Le rappresentanze delle ong e organizzazioni di solidarietà e cooperazione internazionale hanno espresso preoccupazione per il graduale blocco dei voli in molti Paesi per l’Italia prima, poi per l’Europa e adesso per molte destinazioni internazionali a causa del codiv-19. Sta avvenendo questo a Beirut, Amman, Tunisi, Doha. Si aggiungono gli stop dal Madagascar , dalla Turchia e altri sono a breve in arrivo. Laddove poi sia possibile raggiungere scali europei, le limitazioni dei voli esistenti verso l’Italia sono conosciute. Ma anche altri trasporti , via treno ad esempio, sono in forse. Da Barcellona si può utilizzare il passaggio in nave per Civitavecchia, ma chissà per quanto ancora.

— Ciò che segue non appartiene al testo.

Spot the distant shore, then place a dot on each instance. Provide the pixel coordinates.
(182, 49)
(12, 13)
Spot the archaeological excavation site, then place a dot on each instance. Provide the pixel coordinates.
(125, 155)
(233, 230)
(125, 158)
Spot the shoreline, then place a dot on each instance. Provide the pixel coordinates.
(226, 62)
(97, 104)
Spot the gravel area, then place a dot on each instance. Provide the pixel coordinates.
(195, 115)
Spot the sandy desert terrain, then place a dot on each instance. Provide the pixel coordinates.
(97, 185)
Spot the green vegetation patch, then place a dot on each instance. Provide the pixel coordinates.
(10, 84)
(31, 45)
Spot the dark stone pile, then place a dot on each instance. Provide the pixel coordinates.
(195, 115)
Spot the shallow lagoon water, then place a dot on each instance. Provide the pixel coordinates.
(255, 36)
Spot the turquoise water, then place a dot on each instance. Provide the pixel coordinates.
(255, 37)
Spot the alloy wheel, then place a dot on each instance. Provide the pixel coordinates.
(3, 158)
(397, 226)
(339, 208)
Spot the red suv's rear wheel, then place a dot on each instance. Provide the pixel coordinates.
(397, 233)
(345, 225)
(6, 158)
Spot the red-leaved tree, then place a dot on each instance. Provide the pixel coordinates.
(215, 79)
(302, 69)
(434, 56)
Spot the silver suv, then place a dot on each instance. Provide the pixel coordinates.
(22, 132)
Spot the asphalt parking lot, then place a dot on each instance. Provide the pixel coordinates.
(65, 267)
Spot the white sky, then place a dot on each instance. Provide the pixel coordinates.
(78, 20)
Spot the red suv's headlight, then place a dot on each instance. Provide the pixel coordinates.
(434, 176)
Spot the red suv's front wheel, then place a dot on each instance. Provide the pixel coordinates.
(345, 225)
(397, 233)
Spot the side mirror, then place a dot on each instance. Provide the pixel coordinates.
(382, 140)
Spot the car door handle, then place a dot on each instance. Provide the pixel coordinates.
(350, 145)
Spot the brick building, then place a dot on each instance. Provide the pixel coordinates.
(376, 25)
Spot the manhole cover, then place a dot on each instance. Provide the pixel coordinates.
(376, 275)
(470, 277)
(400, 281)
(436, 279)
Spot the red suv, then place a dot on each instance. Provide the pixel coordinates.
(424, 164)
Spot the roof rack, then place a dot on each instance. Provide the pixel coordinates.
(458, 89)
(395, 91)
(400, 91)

Occorre prevedere il verificarsi un insieme di condizioni che non permettano di continuare ad operare all’estero in molti Paesi: in questo caso il personale delle ong italiane deve poter tornare in Italia agevolmente se lo si ritiene opportuno, soprattutto se intende portare esperienza e aiuto concreto in emergenza e anche per stare vicino ai propri affetti. D’altronde, in queste ore molti medici e altro personale di ong italiane stanno operando nelle aree del Paese maggiormente colpite dall’emergenza sia negli ospedali che nel sostegno delle fasce a rischio: senza tetto e fissa dimora, anziani isolati, bambini o persone in situazione di disagio e disabilità, altre attività sociali. Non siamo inutili, anzi. Pochi giorni fa in Mozambico il Governo ha detto che se si presentasse la stessa situazione di contagio dell’Italia, non potrebbe garantire l’assistenza a tutti i cittadini colpiti.

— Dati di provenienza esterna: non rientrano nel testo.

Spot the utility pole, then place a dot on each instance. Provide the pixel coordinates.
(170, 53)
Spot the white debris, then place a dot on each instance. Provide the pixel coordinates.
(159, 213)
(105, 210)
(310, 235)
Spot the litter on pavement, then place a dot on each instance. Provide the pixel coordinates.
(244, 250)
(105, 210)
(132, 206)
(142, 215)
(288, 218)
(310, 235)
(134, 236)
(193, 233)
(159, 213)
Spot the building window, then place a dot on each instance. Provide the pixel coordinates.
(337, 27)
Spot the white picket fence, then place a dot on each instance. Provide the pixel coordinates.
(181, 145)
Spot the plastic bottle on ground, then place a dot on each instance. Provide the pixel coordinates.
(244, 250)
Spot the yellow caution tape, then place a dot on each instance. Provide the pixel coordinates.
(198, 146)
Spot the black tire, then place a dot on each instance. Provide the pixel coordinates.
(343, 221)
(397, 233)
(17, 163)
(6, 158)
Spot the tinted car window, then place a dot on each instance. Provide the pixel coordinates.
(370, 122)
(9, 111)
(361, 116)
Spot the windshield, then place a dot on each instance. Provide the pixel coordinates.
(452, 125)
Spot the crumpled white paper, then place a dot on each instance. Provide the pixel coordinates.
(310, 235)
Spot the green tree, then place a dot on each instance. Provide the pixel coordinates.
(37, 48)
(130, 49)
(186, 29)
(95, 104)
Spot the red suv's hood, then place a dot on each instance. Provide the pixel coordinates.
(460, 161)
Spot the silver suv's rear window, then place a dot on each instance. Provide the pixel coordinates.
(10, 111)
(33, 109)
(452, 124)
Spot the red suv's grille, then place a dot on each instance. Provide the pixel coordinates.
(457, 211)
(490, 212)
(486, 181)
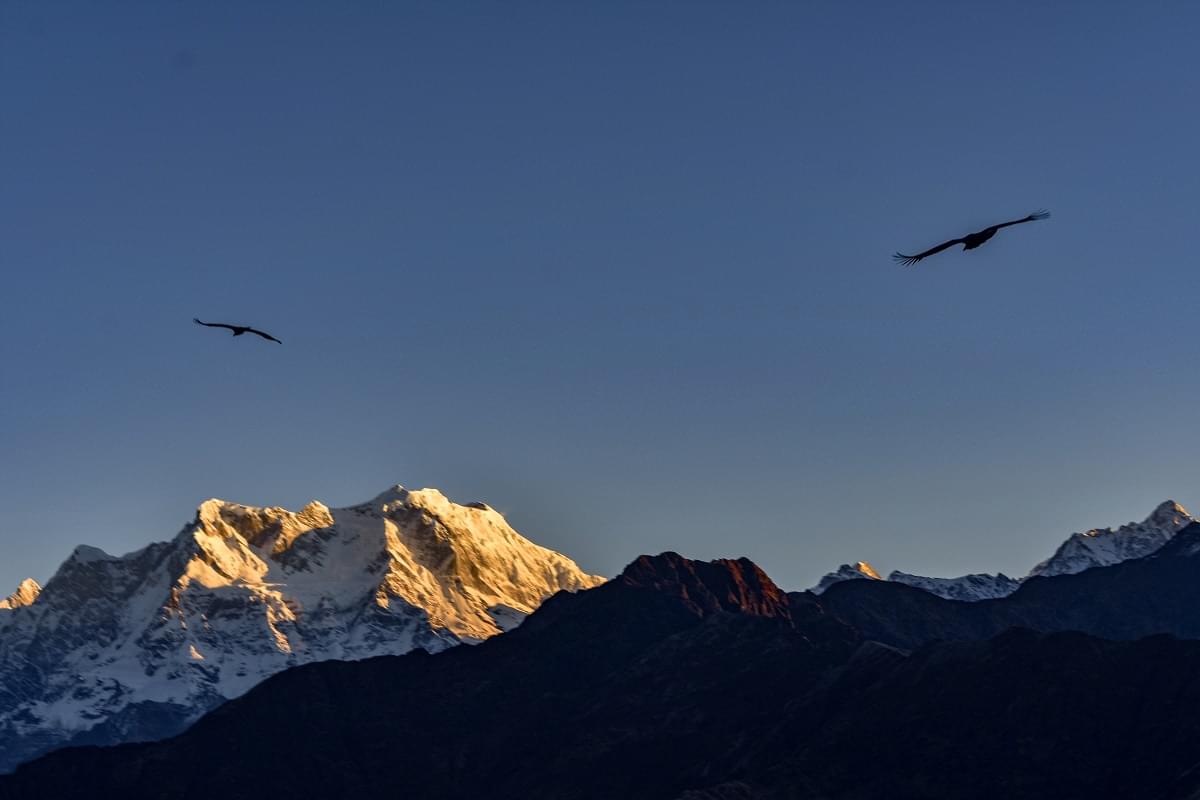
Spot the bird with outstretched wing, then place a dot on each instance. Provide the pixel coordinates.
(971, 240)
(238, 330)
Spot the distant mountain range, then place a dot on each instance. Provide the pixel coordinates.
(685, 680)
(1084, 551)
(138, 647)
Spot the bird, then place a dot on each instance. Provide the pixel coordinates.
(971, 240)
(238, 330)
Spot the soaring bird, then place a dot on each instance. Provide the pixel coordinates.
(971, 240)
(238, 330)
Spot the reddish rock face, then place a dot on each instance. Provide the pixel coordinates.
(709, 587)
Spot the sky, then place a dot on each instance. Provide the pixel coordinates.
(619, 270)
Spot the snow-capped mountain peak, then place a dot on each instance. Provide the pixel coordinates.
(1081, 551)
(967, 588)
(856, 571)
(243, 593)
(27, 593)
(1105, 546)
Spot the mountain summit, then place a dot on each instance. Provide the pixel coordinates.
(1084, 551)
(136, 647)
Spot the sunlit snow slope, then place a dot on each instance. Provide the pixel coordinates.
(137, 647)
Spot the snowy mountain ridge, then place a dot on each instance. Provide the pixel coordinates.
(124, 648)
(1079, 552)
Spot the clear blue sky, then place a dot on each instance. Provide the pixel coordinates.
(621, 270)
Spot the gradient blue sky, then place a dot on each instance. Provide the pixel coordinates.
(621, 270)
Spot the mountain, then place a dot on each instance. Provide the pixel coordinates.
(1104, 546)
(1156, 594)
(137, 647)
(969, 588)
(1084, 551)
(681, 680)
(856, 571)
(25, 594)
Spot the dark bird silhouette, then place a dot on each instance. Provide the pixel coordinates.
(971, 240)
(238, 330)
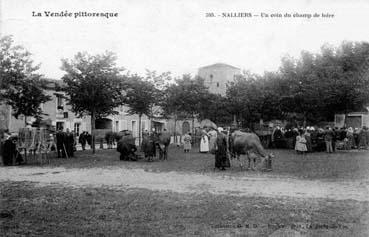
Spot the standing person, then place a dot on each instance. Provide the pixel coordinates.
(307, 136)
(60, 143)
(187, 142)
(362, 138)
(356, 137)
(204, 142)
(300, 146)
(328, 138)
(69, 143)
(350, 138)
(221, 150)
(89, 139)
(9, 151)
(83, 140)
(212, 134)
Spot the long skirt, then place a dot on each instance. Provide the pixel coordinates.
(187, 145)
(212, 144)
(204, 144)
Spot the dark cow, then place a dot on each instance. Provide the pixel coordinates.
(244, 143)
(127, 148)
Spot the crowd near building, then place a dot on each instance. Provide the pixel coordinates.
(60, 116)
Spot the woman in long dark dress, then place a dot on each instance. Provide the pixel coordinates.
(221, 151)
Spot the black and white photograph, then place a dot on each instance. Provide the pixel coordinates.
(184, 118)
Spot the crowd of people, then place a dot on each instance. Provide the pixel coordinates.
(327, 139)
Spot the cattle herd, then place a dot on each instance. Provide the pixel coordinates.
(240, 146)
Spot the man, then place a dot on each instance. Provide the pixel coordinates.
(82, 140)
(221, 150)
(60, 143)
(69, 143)
(328, 138)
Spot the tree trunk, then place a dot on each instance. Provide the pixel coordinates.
(193, 125)
(93, 132)
(139, 129)
(175, 129)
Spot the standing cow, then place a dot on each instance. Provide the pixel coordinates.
(243, 143)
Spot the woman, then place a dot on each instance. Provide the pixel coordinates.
(187, 142)
(307, 136)
(204, 142)
(212, 139)
(350, 138)
(221, 159)
(300, 146)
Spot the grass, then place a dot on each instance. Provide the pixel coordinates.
(66, 211)
(340, 165)
(57, 210)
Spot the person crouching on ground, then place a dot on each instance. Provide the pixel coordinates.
(300, 146)
(187, 142)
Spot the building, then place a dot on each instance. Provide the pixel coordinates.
(217, 76)
(353, 119)
(60, 114)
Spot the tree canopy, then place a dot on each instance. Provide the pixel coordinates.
(93, 85)
(20, 84)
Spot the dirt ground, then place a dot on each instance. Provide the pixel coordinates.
(315, 195)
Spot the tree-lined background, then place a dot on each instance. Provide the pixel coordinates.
(310, 89)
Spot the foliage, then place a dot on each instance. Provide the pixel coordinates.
(21, 86)
(93, 85)
(313, 87)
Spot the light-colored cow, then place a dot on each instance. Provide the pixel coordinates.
(243, 143)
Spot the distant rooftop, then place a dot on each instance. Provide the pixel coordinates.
(220, 65)
(53, 84)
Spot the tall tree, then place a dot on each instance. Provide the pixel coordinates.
(93, 86)
(186, 97)
(20, 85)
(140, 97)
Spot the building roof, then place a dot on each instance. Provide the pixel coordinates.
(219, 65)
(53, 84)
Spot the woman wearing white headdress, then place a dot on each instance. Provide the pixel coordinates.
(204, 143)
(350, 138)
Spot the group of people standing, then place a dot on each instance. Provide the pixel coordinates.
(329, 139)
(65, 143)
(212, 141)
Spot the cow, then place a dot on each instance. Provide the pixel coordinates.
(162, 142)
(245, 143)
(127, 148)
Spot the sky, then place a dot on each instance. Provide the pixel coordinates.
(177, 35)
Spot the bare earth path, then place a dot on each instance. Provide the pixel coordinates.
(121, 178)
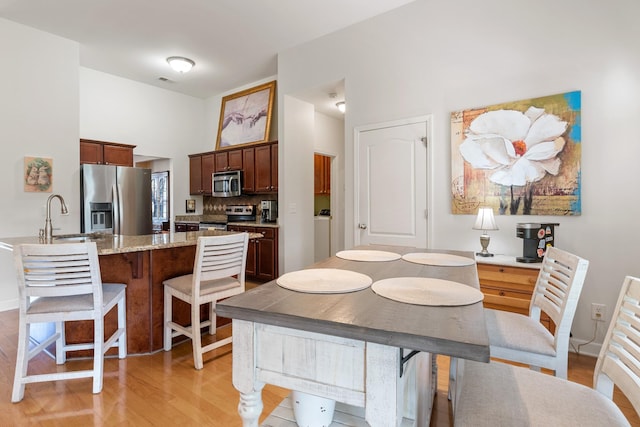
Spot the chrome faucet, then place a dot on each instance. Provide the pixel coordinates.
(48, 229)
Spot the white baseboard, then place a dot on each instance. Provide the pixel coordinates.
(9, 305)
(592, 349)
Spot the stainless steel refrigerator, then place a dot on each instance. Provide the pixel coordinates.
(115, 199)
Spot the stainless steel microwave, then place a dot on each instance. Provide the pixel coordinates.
(226, 184)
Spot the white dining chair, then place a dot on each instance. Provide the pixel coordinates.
(58, 283)
(218, 272)
(499, 394)
(519, 338)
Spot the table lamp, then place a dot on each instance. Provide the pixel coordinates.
(484, 222)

L’Europa ha tardato molto ad affrontare l’emergenza e a dare risposte all’Italia, ancora incomplete peraltro, e adesso sta tremando per le notizie dalla Spagna, dalla Germania: quali impegni prenderà per aiutare quei Paesi fuori dai suoi confini e fortemente impoveriti se il virus li colpirà gravemente? Questo il pensiero di tanti cooperanti delle ong, restii a tornare fino a che sarà possibile svolgere i loro compiti. Con il cuore a pezzi, soprattutto quei medici e paramedici che vedono a distanza le immagini di colleghe e colleghi negli ospedali italiani stremati da un lavoro h24. Questo il peso che porta con orgoglio chi sceglie per la vita la solidarietà.